My first Gravity Falls fic! Many apologies for any misuse of the characters... I don't know if I'll continue, but let me know what you think?


Grunkle Stan leaned on the counter and watched Dipper count out the cash in the drawer. Dipper was always surprised about how much money could be in here after a mildly busy day. Why someone would buy a bobble-head figure of his great-uncle was anybody's guess, but apparently the little things moved were like hotcakes.

Dipper wasn't sure who was buying so many hotcakes, either, but he didn't study the economy.

Stan gave an exaggerated sigh of contentment and a sip of his soda. "You want to know my favorite part of summer, Ford?"

"Sunburn?" Grunkle Ford didn't look up from the little table in the corner where he was engrossed in "the books." The budget. He took pride in the fact that all the columns were aligned and things added up. Stan's creative accounting apparently gave Ford hives.

"No."

"Sweating."

"No."

"Mosquitos."

"You done?"

"No."

"Child labor!"

Rolling his eyes but unable to help his smile, Dipper cast a glance at Mabel. She stuffed a laugh into her sweater while she arranged t-shirts on the racks. Dipper pulled a pair of twenties from the stack in his hand and waved them in his great-uncle's direction. "By the way, Grunkle Stan?"

"What do you think you're doing?" Stan grasped for the money, ineffectively.

"Child labor isn't free," Dipper said, stuffing the rest of the money back into the correct slot in the drawer.

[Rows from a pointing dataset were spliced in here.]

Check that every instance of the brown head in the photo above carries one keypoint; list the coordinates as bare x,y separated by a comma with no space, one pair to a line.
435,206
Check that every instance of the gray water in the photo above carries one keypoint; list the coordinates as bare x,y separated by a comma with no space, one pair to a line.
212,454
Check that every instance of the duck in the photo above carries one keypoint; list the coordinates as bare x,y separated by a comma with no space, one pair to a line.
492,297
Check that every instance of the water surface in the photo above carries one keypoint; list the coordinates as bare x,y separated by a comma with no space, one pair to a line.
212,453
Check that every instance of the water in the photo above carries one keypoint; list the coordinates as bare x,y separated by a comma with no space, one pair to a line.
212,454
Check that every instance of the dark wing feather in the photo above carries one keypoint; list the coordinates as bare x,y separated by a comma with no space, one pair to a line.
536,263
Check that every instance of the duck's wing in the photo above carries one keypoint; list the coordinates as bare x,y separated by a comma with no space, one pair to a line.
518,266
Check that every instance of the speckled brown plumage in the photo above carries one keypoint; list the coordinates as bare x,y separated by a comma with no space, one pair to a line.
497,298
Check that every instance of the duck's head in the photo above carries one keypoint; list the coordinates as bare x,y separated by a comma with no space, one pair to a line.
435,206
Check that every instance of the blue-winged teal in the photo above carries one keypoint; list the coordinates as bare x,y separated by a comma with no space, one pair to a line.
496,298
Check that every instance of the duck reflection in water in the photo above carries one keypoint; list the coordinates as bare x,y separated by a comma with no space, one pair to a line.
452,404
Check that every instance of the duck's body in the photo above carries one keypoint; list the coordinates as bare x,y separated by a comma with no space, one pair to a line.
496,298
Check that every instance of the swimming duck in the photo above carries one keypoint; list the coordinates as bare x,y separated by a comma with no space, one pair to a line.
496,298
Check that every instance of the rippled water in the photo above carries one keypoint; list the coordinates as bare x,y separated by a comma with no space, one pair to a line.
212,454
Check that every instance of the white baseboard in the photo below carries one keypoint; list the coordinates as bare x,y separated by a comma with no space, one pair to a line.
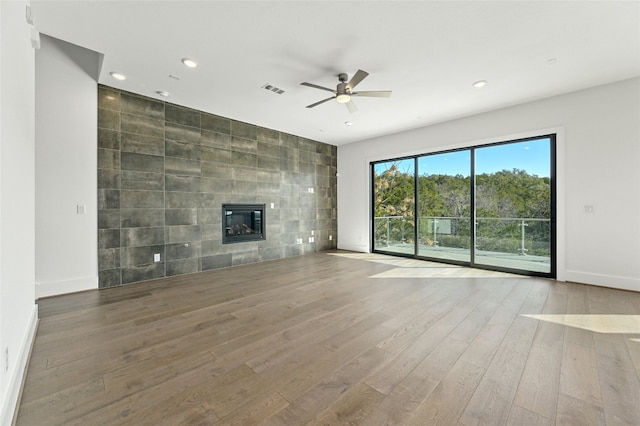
16,379
354,247
54,288
601,280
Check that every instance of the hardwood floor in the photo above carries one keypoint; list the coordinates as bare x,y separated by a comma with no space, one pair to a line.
337,338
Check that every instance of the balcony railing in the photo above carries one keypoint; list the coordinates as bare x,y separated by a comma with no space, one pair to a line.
522,236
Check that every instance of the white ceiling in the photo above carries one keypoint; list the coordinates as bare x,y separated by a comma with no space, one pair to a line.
427,52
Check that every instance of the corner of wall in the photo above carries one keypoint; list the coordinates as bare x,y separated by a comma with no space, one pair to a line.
18,374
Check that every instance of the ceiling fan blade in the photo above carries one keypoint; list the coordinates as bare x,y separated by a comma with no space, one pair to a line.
315,86
374,93
320,102
357,78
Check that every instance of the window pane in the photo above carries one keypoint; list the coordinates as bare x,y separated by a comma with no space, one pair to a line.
444,206
513,205
393,206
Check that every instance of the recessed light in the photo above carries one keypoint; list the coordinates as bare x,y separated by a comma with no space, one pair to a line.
189,62
118,76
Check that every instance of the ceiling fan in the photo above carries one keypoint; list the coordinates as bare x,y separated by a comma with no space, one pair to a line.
344,91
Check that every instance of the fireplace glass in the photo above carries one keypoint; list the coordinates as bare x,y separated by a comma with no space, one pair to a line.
242,222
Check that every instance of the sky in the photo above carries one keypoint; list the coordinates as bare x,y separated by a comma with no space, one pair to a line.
532,156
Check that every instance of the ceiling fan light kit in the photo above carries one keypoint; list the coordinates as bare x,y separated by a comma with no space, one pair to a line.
344,91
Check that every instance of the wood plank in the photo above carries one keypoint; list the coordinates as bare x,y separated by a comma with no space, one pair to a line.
335,338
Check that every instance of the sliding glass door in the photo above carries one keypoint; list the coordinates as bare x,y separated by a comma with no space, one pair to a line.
394,206
513,205
489,206
444,206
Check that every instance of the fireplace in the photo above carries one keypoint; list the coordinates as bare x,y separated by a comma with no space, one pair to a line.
243,222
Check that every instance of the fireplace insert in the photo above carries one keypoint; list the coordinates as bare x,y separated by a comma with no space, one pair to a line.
243,222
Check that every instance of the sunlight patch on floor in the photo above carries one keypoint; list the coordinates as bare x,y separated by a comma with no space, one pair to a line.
414,268
622,324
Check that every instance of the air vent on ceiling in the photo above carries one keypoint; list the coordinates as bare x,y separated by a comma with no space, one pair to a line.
273,89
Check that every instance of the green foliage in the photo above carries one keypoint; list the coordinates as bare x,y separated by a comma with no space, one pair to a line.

"Cheap!" Mabel plucked one of the twenties from Dipper's fingers and grinned. "But not free."

"I pay you guys in room and board. You don't have to pay rent for the entire summer and food is on the house."

"Yeah." Mabel elbowed Dipper in the ribs and snickered underneath discreet air quotes. "'Food.'"

"We're thirteen, Grunkle Stan," Dipper said. "We couldn't pay rent even if we wanted to."

"Yeah. It wouldn't be child labor if you were much older, either." Stan gave Dipper a gentle shove out of the way and closed the cash drawer. "What's the damage?"

"Two-hundred and twenty-five dollars," Dipper said.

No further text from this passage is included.